The National Park Service with assistance from area tribes removed the paint, however residue remains on the petroglyph panels.
From the U.S. Attorney Press Release:
David R. Smith, 21, of Bullhead City, AZ, was sentenced by U.S. District Judge Philip M. Pro following a two-hour sentencing hearing in which members of six different Colorado River Indian Tribes addressed the court. Judge Pro also ordered that Smith serve one year of supervised release and perform 50 hours of community work service. Smith pleaded guilty on May 18, 2011, to unlawful defacement of an archeological resource, a felony violation of the Archaeological Resources Protection Act.
In pleading guilty, Smith admitted that while he was in Grapevine Canyon on March 19, 2010, he shot paint-ball pellets at Native American rock art panels and petroglyphs. The Canyon lies within the Lake Mead National Recreational Area, and is just west of Laughlin, Nevada. The area contains over 700 petroglyphs and numerous rock shelters, and is listed on the U.S. Department of the Interior National Register of Historical Places. Smith admitted that when he entered Grapevine Canyon, he passed signs stating that it contained cultural resources and that it was illegal to damage and deface them. Smith also admitted that he knew that the petroglyphs were important to Native Americans.
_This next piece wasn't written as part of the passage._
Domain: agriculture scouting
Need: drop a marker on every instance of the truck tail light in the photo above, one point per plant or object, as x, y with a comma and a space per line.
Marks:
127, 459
Smith used a fully automatic paint-ball gun and oil-based pellets to shoot at the petroglyphs. Approximately 38 areas containing petroglyphs were defaced, and hundreds of paint balls were scattered and recovered from the Canyon. A National Park Service Ranger responded to the scene, following a report that persons were in the Canyon with spray paint. Smith was with two other individuals, one of whom was a 12-year-old boy.
Colorado River Indian Tribes view the Grapevine Canyon area as sacred and believe it is the birthplace of many Colorado River Indian Tribes. Archeologists believe that the area has been inhabited and used by humans for at least 1100 years.
This investigation was conducted by the United States Park Service, and was prosecuted by Assistant United States Attorneys Kathleen A. Bliss and Nadia J. Ahmed.